ど忘れ、もの忘れ:それはなぜ?健忘症? (BBC-Future, March 8, 2016)
人間の記憶 (human memory) は、当てにならないことが、間々にある。話そうと思ったことが、何かに気を取られたとたんに、忘れてしまい、恥をかく。
また、外出しようと思い、2 階の寝室に置いた車のキーを探しに、階段を登って、部屋のドアを開け、中に足を踏み入れた瞬間に、何をしようとしたのか、捜し物まで忘れてしまう。これを心理学では「Doorway Effect (戸口効果)」と呼ぶ。

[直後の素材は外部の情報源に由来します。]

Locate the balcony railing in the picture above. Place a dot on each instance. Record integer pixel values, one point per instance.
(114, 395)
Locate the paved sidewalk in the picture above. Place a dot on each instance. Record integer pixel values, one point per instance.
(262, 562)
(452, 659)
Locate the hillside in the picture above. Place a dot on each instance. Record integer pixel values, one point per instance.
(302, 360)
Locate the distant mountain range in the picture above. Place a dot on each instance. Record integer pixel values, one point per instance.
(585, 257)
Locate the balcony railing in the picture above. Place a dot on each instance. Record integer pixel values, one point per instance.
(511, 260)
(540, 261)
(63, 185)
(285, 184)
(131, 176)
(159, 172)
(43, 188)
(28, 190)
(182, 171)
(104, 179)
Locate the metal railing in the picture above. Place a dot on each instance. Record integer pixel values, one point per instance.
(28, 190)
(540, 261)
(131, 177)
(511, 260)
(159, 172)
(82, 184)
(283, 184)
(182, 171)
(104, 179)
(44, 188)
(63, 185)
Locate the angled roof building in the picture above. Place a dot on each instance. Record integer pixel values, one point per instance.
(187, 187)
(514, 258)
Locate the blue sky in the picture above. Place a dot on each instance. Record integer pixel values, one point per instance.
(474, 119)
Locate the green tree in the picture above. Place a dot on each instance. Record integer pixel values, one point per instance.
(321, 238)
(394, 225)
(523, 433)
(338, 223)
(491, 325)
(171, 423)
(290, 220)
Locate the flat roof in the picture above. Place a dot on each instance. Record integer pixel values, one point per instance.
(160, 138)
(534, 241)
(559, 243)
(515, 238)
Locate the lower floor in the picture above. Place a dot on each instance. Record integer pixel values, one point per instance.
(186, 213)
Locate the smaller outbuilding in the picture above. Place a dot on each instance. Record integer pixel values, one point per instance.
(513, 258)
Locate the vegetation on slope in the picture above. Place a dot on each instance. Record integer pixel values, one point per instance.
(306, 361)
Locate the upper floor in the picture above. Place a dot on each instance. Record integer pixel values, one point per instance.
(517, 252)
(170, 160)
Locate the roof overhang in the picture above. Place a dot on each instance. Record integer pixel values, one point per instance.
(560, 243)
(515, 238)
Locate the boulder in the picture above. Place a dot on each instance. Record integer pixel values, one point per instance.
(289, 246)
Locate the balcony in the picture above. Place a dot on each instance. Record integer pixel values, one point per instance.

さらに、人間が行動する際の「注意力 (attention)」は、その行動の慣れや状況に応じて変わるもの。例えば、車の運転歴が 10 年以上の人なら、ウィンカー、ワイパーなどの操作は、ほとんど反射的あるいは無意識に行なっているはず。運転中にラジオを聴けるし、助手席に座った人との会話も楽しめる。ところが、高速道のジャンクションでは、そうはいかない。注意力は運転に向けられ、会話はしばらくお預けとなる。
さて、「Doorway Effect」によって「もの忘れ (foregetfulness) 」は、なぜ発生してしまうのか。車のキーを探しに行った例は、次のように分析される。
「キーを探すこと」[plan] は、そのために「寝室に行く」という行動戦略[strategy] の実行中に、忘れられた。その原因は、おそらく、初めの [plan] よりも、もっと大きな [a larger plan]「外出しなければ」が頭をよぎって、さらに、それよりも「もっと包括的でスケールが大きく重要な」[plans on a wider and wider scale ] に思い当たったからかも知れない。気がかりとなっている、これから外出する先の大事な交渉の件などだ。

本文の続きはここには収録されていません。